Outro intelectual italiano – Gramsci – já dizia que a transição entre uma nova ordem que ainda não nasceu e um velho mundo que ainda não saiu de cena, normalmente, é uma época dominada por monstros. Foi assim na transição do mundo que antecedeu à I Guerra Mundial para o mundo que veio após a II Grande Guerra, quando, no interregno entre essas duas conflagrações, o fascismo floresceu na Europa e no Leste Asiático. Não por acaso, período em que o rádio, como meio de comunicação de massa, foi protagonista.
As redes sociais inauguraram a comunicação digital no século XXI e, por ser um fenômeno relativamente recente – as primeiras redes de alcance mundial surgiram a partir de 2004 –, não se encontram devidamente regulamentadas, apresentando-se como um vasto campo de possibilidades para serem exploradas, especialmente pelo marketing político e empresarial.

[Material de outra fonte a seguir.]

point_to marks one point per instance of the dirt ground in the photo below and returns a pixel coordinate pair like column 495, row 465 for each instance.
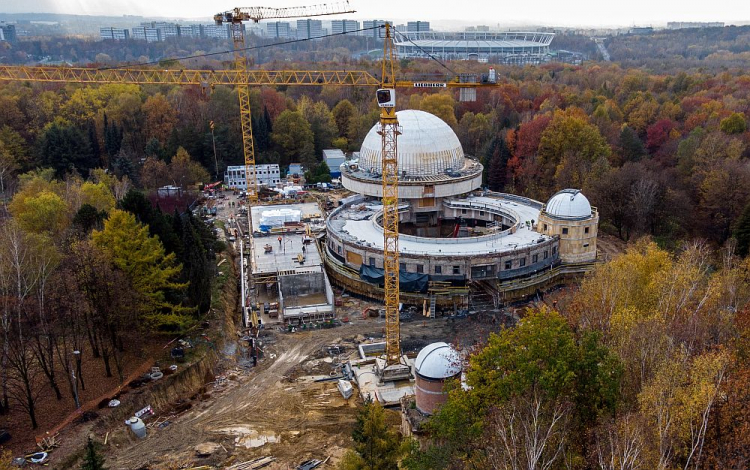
column 50, row 412
column 277, row 408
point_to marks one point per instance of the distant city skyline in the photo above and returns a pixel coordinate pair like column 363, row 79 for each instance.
column 443, row 14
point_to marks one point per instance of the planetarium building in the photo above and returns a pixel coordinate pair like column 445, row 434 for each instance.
column 453, row 237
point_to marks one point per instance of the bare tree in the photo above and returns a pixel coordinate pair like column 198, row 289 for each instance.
column 527, row 433
column 620, row 444
column 24, row 261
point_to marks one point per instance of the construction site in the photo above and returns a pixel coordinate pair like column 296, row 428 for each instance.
column 382, row 297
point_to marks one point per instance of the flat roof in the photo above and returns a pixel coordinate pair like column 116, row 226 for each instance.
column 358, row 225
column 471, row 44
column 283, row 257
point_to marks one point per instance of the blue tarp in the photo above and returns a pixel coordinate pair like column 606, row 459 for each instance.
column 409, row 282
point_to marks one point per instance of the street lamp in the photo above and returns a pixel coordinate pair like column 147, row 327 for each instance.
column 77, row 356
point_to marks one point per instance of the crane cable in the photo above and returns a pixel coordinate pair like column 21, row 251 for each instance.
column 231, row 51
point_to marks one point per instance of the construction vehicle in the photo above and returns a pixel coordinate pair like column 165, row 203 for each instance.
column 242, row 79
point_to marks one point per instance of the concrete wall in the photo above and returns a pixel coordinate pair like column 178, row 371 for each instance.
column 533, row 259
column 577, row 236
column 429, row 394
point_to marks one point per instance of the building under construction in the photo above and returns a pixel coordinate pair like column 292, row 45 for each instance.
column 456, row 243
column 285, row 266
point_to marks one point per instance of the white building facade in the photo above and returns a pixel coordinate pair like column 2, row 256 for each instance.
column 267, row 175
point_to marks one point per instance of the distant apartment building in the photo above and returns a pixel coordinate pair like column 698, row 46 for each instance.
column 267, row 175
column 344, row 26
column 417, row 26
column 309, row 29
column 693, row 24
column 216, row 31
column 191, row 31
column 279, row 29
column 146, row 33
column 114, row 34
column 373, row 28
column 8, row 32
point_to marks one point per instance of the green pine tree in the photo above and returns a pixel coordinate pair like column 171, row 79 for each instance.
column 92, row 460
column 376, row 445
column 742, row 232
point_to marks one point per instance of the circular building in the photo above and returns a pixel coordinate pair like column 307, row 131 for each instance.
column 569, row 216
column 452, row 238
column 436, row 363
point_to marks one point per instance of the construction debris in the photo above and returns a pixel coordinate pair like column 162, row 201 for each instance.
column 206, row 449
column 252, row 464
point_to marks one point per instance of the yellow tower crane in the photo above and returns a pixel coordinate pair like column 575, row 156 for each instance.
column 242, row 78
column 235, row 19
column 389, row 132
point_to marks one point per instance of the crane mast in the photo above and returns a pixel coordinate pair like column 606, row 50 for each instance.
column 235, row 18
column 389, row 131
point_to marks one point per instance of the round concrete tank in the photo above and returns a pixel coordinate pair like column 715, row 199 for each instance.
column 436, row 363
column 137, row 426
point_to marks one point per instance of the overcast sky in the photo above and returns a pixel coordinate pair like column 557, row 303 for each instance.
column 442, row 12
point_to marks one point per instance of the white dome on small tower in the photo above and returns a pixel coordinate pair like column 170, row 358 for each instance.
column 568, row 204
column 438, row 361
column 426, row 147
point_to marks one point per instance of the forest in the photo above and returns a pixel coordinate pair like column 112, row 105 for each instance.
column 646, row 365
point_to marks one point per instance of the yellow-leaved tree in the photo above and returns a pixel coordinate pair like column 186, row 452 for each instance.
column 152, row 272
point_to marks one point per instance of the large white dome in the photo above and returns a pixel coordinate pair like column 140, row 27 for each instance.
column 438, row 361
column 426, row 147
column 569, row 204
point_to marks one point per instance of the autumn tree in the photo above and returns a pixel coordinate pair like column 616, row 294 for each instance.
column 441, row 105
column 535, row 379
column 376, row 445
column 160, row 117
column 65, row 148
column 293, row 135
column 734, row 124
column 92, row 460
column 183, row 171
column 571, row 150
column 151, row 272
column 742, row 232
column 322, row 123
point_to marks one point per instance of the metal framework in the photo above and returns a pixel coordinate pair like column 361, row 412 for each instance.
column 389, row 130
column 235, row 18
column 255, row 14
column 188, row 77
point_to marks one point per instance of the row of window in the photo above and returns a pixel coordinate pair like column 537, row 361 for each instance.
column 565, row 230
column 457, row 269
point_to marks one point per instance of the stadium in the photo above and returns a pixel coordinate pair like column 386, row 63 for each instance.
column 503, row 48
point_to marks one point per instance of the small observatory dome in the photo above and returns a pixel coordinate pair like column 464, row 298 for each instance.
column 426, row 147
column 569, row 204
column 436, row 363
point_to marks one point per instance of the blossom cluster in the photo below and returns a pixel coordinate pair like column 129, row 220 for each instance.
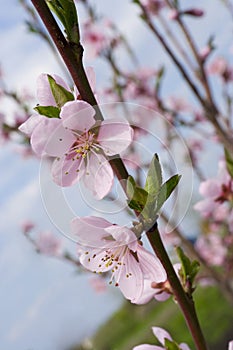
column 80, row 147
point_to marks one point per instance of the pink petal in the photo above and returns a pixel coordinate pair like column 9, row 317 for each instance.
column 230, row 345
column 59, row 141
column 210, row 188
column 161, row 334
column 66, row 171
column 44, row 93
column 99, row 176
column 147, row 347
column 206, row 207
column 46, row 138
column 78, row 115
column 184, row 346
column 90, row 230
column 115, row 136
column 129, row 277
column 92, row 259
column 29, row 125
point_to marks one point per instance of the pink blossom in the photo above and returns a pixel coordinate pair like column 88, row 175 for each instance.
column 106, row 247
column 27, row 226
column 161, row 335
column 211, row 248
column 80, row 153
column 98, row 284
column 216, row 191
column 153, row 6
column 221, row 67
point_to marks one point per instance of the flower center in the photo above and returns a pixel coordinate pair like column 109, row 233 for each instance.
column 83, row 145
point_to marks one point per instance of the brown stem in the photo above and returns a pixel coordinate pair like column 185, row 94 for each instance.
column 73, row 59
column 185, row 301
column 217, row 277
column 209, row 107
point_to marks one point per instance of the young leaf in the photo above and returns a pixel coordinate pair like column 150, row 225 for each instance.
column 189, row 269
column 154, row 177
column 229, row 162
column 65, row 10
column 171, row 345
column 137, row 195
column 48, row 111
column 60, row 94
column 166, row 190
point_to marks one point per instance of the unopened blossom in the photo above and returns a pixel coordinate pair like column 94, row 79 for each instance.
column 79, row 150
column 161, row 335
column 216, row 192
column 222, row 68
column 104, row 247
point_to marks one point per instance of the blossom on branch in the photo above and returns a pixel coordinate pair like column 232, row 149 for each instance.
column 79, row 145
column 105, row 247
column 162, row 337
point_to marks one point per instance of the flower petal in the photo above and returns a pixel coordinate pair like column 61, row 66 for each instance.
column 147, row 347
column 123, row 236
column 99, row 176
column 67, row 171
column 90, row 230
column 184, row 346
column 50, row 138
column 161, row 334
column 78, row 115
column 44, row 93
column 93, row 260
column 115, row 136
column 129, row 277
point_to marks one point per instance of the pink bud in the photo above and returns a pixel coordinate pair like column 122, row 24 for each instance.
column 194, row 12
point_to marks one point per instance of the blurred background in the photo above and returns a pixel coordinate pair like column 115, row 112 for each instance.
column 46, row 302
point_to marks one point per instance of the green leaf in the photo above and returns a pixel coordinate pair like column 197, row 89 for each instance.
column 65, row 10
column 229, row 162
column 48, row 111
column 166, row 190
column 189, row 270
column 137, row 195
column 171, row 345
column 60, row 94
column 154, row 177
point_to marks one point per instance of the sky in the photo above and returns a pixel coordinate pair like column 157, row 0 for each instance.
column 43, row 303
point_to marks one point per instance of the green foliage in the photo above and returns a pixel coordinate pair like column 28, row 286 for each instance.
column 137, row 195
column 154, row 177
column 131, row 324
column 65, row 10
column 189, row 270
column 48, row 111
column 60, row 94
column 148, row 201
column 229, row 162
column 166, row 190
column 171, row 345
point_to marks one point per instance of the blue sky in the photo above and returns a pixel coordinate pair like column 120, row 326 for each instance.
column 43, row 304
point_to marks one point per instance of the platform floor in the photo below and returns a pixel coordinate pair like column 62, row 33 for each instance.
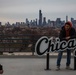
column 34, row 66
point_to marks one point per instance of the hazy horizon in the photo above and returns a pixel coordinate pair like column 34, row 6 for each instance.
column 18, row 10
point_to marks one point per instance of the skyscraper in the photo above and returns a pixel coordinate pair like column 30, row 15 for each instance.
column 66, row 18
column 40, row 17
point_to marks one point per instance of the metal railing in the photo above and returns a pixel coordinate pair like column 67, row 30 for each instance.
column 18, row 43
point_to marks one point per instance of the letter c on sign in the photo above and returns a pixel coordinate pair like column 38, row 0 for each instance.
column 40, row 48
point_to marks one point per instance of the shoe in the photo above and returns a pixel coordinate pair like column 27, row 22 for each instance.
column 68, row 68
column 58, row 68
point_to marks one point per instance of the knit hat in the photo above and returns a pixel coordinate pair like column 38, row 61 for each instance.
column 69, row 23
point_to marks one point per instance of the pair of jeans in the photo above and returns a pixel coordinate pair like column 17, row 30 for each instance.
column 60, row 57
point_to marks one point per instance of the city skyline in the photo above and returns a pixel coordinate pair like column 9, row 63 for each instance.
column 18, row 10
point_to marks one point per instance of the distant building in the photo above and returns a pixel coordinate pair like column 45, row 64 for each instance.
column 66, row 18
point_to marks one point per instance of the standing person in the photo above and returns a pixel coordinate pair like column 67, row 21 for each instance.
column 1, row 69
column 67, row 32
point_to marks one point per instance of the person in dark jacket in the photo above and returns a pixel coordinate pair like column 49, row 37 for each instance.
column 67, row 32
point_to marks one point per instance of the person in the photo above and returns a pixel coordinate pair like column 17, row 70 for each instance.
column 1, row 69
column 67, row 32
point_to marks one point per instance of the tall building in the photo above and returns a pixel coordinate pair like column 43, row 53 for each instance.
column 40, row 17
column 66, row 18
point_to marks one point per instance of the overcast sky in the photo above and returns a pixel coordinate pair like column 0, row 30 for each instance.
column 19, row 10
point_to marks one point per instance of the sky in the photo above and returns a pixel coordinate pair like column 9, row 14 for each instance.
column 18, row 10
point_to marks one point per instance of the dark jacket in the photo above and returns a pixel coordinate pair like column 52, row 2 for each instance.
column 62, row 34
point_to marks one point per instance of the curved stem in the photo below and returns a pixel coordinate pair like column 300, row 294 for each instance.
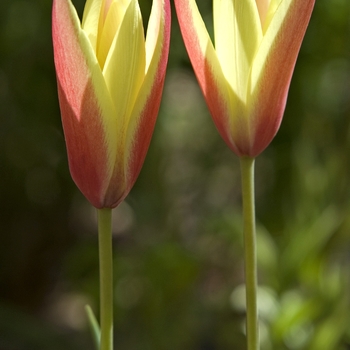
column 247, row 172
column 106, row 277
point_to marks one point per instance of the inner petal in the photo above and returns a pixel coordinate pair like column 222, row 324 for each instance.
column 109, row 27
column 237, row 32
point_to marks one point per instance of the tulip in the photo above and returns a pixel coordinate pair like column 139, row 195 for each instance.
column 245, row 77
column 110, row 80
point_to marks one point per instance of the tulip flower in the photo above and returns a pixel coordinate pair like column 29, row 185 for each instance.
column 245, row 76
column 110, row 80
column 245, row 80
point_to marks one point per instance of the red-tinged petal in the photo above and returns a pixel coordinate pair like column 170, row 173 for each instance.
column 221, row 100
column 144, row 114
column 273, row 68
column 87, row 112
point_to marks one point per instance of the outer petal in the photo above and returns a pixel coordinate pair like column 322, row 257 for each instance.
column 273, row 68
column 144, row 114
column 221, row 100
column 86, row 108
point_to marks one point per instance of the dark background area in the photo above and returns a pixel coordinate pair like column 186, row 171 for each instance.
column 178, row 236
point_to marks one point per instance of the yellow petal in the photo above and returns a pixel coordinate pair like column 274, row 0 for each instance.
column 109, row 28
column 90, row 21
column 238, row 34
column 124, row 69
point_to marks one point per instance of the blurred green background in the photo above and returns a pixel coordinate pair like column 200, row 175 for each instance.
column 178, row 236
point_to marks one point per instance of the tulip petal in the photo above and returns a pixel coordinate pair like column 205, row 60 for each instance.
column 221, row 99
column 238, row 33
column 273, row 68
column 86, row 108
column 109, row 28
column 90, row 20
column 124, row 70
column 144, row 113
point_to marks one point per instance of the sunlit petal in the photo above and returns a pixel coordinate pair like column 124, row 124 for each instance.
column 237, row 33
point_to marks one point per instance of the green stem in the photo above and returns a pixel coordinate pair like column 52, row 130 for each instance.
column 106, row 277
column 247, row 172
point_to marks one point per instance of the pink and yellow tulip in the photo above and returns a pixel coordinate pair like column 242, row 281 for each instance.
column 110, row 80
column 245, row 77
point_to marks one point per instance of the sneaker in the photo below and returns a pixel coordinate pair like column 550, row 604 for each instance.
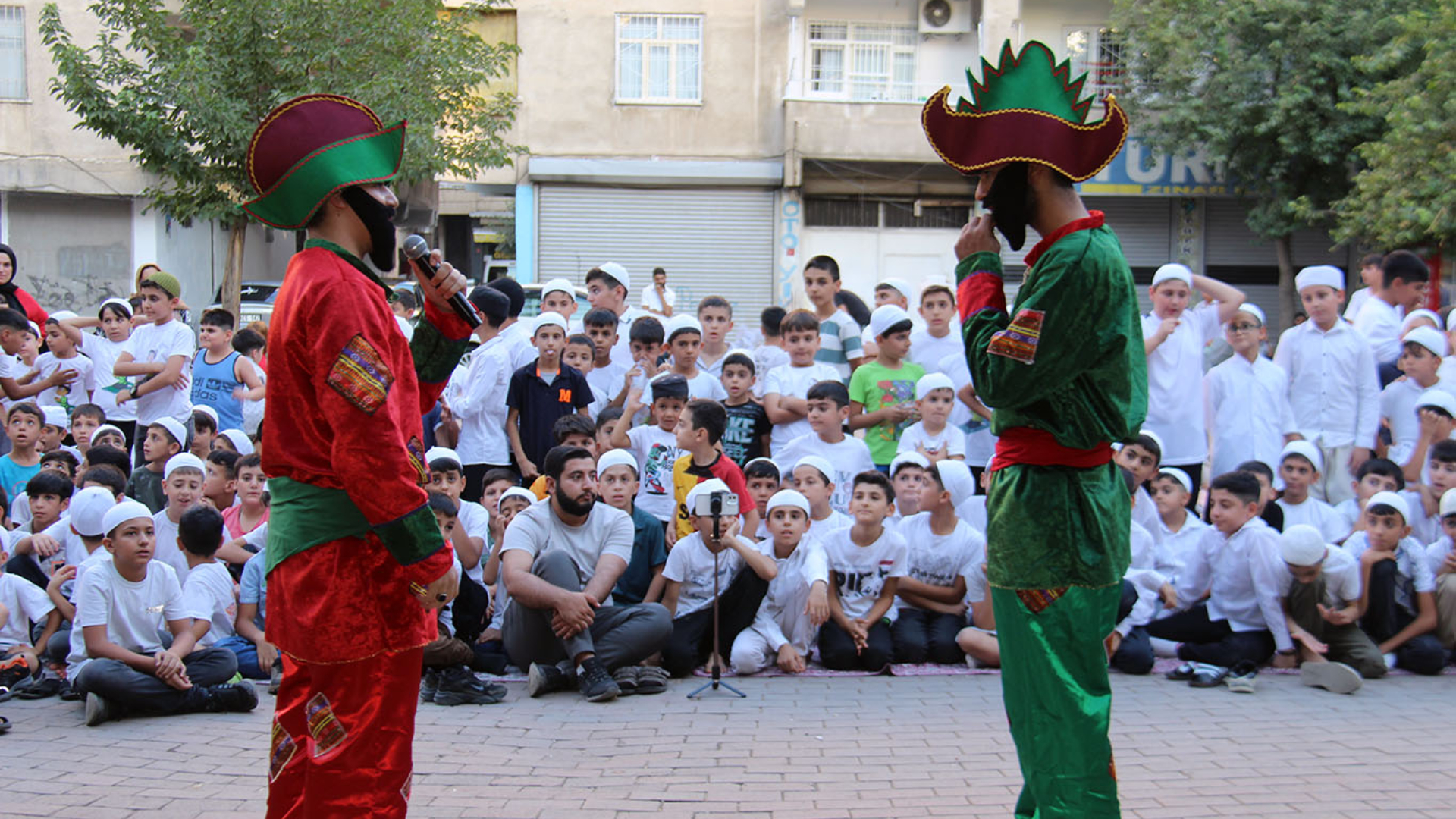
column 1241, row 676
column 626, row 678
column 428, row 686
column 596, row 682
column 651, row 679
column 237, row 697
column 99, row 710
column 15, row 676
column 548, row 678
column 1335, row 678
column 459, row 687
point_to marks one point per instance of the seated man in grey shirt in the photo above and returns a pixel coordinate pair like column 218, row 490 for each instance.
column 561, row 558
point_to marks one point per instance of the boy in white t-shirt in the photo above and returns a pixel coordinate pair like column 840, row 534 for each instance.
column 1299, row 466
column 813, row 477
column 867, row 561
column 1321, row 594
column 1178, row 529
column 797, row 601
column 739, row 575
column 943, row 548
column 655, row 445
column 117, row 657
column 1421, row 353
column 1174, row 338
column 159, row 354
column 827, row 404
column 786, row 387
column 934, row 436
column 63, row 356
column 209, row 591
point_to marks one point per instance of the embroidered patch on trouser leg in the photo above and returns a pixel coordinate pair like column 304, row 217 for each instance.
column 280, row 752
column 1021, row 338
column 1038, row 599
column 417, row 460
column 324, row 726
column 362, row 376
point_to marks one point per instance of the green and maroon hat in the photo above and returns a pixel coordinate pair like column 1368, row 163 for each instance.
column 1028, row 108
column 313, row 146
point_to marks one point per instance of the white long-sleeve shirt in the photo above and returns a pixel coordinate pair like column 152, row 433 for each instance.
column 781, row 617
column 481, row 406
column 1379, row 322
column 1174, row 392
column 1241, row 573
column 1332, row 384
column 1248, row 411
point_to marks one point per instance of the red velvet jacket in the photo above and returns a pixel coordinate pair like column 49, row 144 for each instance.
column 344, row 416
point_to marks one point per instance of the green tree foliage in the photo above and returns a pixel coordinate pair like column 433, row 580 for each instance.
column 1405, row 196
column 1263, row 86
column 184, row 83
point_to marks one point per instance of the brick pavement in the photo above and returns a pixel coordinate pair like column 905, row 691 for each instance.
column 797, row 748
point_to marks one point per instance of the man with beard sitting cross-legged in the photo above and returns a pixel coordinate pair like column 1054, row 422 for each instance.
column 563, row 557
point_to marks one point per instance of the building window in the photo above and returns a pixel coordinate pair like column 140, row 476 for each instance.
column 862, row 61
column 660, row 58
column 1097, row 53
column 12, row 53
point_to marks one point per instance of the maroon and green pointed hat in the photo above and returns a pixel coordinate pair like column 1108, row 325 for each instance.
column 1028, row 108
column 312, row 146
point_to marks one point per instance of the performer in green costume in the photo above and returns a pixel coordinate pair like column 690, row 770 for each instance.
column 1066, row 376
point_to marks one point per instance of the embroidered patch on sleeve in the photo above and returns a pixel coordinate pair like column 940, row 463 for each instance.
column 324, row 726
column 362, row 376
column 1038, row 599
column 1019, row 340
column 280, row 752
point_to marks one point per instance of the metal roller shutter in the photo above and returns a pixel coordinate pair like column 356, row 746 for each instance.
column 1144, row 224
column 712, row 242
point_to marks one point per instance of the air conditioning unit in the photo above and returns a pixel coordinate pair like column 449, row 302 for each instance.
column 946, row 17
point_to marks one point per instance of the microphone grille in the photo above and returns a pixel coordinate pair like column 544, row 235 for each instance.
column 416, row 246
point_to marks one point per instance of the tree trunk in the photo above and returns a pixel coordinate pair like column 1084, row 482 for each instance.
column 1288, row 299
column 234, row 268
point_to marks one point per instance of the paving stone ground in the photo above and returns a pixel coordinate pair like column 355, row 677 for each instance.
column 794, row 749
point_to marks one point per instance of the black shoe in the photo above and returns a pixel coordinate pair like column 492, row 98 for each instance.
column 99, row 710
column 596, row 682
column 546, row 679
column 237, row 697
column 428, row 686
column 459, row 687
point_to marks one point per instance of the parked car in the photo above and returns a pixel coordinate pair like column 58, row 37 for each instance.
column 255, row 303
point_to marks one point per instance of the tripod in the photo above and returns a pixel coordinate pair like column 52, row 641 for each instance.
column 717, row 662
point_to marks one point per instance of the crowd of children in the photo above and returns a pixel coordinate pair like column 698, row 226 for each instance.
column 855, row 460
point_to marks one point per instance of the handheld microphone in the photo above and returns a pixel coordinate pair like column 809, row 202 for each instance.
column 417, row 251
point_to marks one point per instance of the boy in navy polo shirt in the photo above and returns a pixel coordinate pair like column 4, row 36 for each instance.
column 541, row 392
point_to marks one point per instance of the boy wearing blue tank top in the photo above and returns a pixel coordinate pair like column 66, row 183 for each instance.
column 221, row 378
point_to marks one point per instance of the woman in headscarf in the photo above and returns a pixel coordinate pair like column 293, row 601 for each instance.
column 15, row 297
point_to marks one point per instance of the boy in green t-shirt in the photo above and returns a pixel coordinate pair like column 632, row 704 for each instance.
column 881, row 394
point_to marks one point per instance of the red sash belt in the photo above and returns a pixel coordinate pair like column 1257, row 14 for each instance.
column 1038, row 447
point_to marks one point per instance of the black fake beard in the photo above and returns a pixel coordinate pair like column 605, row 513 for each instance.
column 570, row 506
column 1009, row 202
column 379, row 221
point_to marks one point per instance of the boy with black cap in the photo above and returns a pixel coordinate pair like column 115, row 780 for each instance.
column 476, row 403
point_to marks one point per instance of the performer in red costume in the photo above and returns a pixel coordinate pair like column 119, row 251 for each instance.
column 356, row 564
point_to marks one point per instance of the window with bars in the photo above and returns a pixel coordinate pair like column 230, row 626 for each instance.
column 1097, row 53
column 862, row 61
column 660, row 58
column 12, row 53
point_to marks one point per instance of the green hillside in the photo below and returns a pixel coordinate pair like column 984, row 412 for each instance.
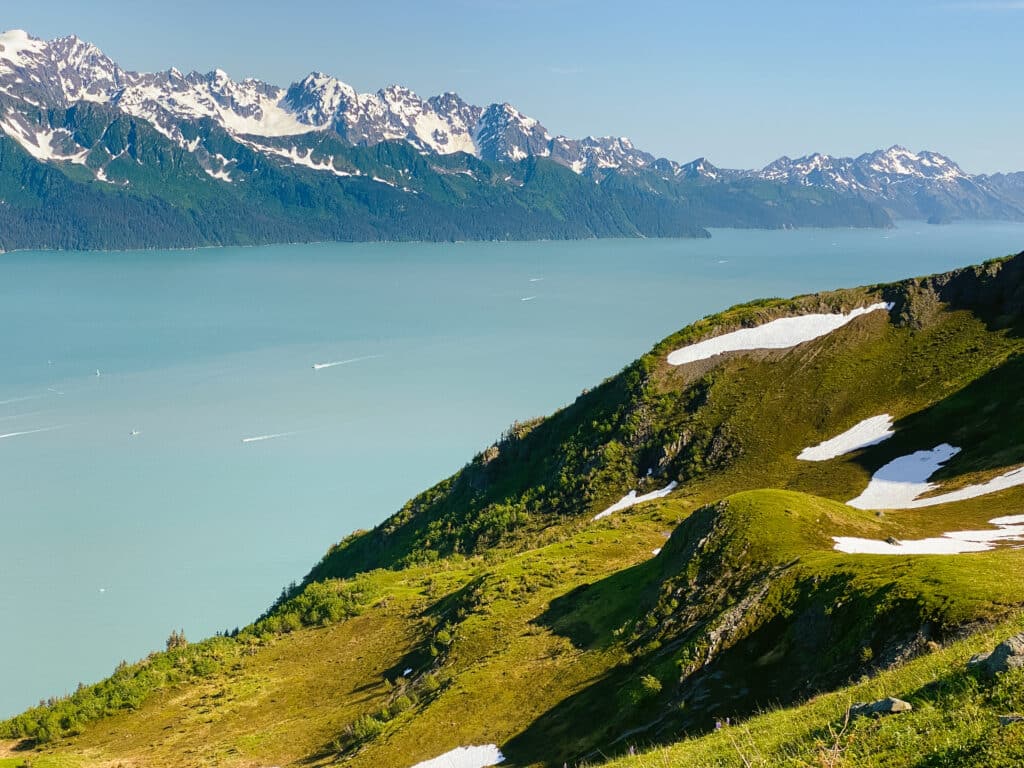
column 494, row 608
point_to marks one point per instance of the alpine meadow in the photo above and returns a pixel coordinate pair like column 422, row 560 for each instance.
column 262, row 335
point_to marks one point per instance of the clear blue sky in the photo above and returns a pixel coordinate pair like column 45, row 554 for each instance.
column 738, row 82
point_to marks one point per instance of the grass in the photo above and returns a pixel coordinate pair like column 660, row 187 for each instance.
column 527, row 625
column 954, row 722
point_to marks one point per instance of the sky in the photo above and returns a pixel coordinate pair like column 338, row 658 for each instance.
column 740, row 83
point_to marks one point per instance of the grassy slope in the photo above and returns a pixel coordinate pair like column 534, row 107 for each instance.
column 538, row 637
column 954, row 722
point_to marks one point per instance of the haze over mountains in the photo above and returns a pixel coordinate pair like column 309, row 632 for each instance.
column 222, row 161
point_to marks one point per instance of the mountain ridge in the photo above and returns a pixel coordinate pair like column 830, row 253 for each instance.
column 242, row 162
column 503, row 606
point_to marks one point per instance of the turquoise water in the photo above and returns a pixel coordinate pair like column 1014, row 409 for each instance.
column 111, row 540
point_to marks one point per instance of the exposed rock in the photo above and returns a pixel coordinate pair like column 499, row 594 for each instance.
column 888, row 706
column 1008, row 655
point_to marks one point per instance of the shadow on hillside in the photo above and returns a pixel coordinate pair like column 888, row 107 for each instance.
column 823, row 633
column 590, row 614
column 984, row 419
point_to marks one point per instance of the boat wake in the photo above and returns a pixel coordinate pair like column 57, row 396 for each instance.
column 31, row 431
column 322, row 366
column 261, row 437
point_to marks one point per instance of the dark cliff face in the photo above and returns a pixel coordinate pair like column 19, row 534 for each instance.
column 993, row 291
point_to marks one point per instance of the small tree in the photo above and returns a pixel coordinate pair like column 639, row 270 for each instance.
column 176, row 640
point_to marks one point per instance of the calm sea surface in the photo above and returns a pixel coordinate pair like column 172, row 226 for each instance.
column 110, row 540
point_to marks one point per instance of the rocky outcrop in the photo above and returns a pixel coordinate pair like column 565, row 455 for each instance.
column 889, row 706
column 1008, row 655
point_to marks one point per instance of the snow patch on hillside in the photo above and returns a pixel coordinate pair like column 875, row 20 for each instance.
column 868, row 432
column 631, row 500
column 778, row 334
column 466, row 757
column 39, row 142
column 900, row 482
column 956, row 542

É nesse terreno sem lei onde nascem e prosperam os monstros, sustentados pelas massas cujo gosto, de regra, inclina-se para o mexerico, o escândalo, o grotesco e a mentira - os idiotas, de que falava Humberto Eco. Terreno onde o fundamentalismo religioso e a extrema direita atuam sem qualquer controle. Movidos por projetos de poder distintos, mas muito próximos, esses extremistas usam da estratégia de aliciamento que passa por retroalimentar essas massas com matérias e pautas alinhadas com o seu gosto, gerando engajamento – para usar um termo do jargão das redes. Com pautas negacionistas e anticientíficas, no plano cultural e reacionárias, no plano dos costumes, suscitam a chamada guerra cultural ou guerra santa, ao acusarem os avanços nessas áreas como uma conspiração da esquerda para dominar o mundo - na Europa do final do século XIX era o sionismo, levando ao que depois vimos o que ocorreu durante a II Grande Guerra com os judeus. Hoje é o globalismo, o esquerdismo, o comunismo, o gaysismo destruidores dos costumes e da família.
A intolerância e o ódio ao outro instauram-se como práticas comuns no meio virtual, quando não descambam para o meio físico. As instituições são descredibilizadas por não atenderem mais aos anseios populares, especialmente àquelas ligadas à essência da democracia, como as eleições livres, o voto popular, os partidos políticos e a política como forma de mediação dos conflitos, naturalizando a ideia de que toda forma de acesso ao poder é válida, inclusive com o emprego da força. O que foram os ataques ao Capitólio, nos EUA, em 06/01/2021 e às sedes dos três poderes, em Brasília, em 08/01/2023 senão manifestações desse pensamento?
Como dito, contudo, essa é uma época de transição, quando ainda não aprendemos como lidar com a revolução que as redes sociais trouxeram na comunicação de massa e com o protagonismo que elas ganharam em detrimento das mídias tradicionais.
Urge, no entanto, que aprendamos e aprendamos rápido, estabelecendo regras para esse meio, dado a ameaça que a sua hegemonia, sem controle, vem representando para a democracia em todo o mundo.
É inegável, no entanto, que é preciso preservar o que a democratização dos meios de comunicação, proporcionada pelas redes sociais, trouxe de bom, na medida em que elas representam uma alternativa à mídia tradicional, à forma de realização do debate público e de organização dos movimentos populares, os quais hoje já não dependem mais da institucionalidade de um partido político, de um sindicato ou de outras formas tradicionais para se organizarem, evidenciando uma outra característica desse meio: a ausência de institucionalidade. O que agrada ao público, por não requerer qualquer forma de mediação para que ele se manifeste e se sinta acolhido. Acolhido, aliás, por quem não o menospreza, como fazia Humberto Eco, ao considerá-lo idiota, pois é esse “idiota” hoje que sustenta a ascensão da extrema direita e do fundamentalismo religioso que ameaçam às instituições e a democracia em todo mundo.
Há, pois, que se abolir o preconceito e estabelecer um regramento mínimo no meio digital que iniba a proliferação da desinformação e do extremismo político-religioso, sob pena de termos não apenas que tolerar os tais “idiotas”, mas ser governados por eles.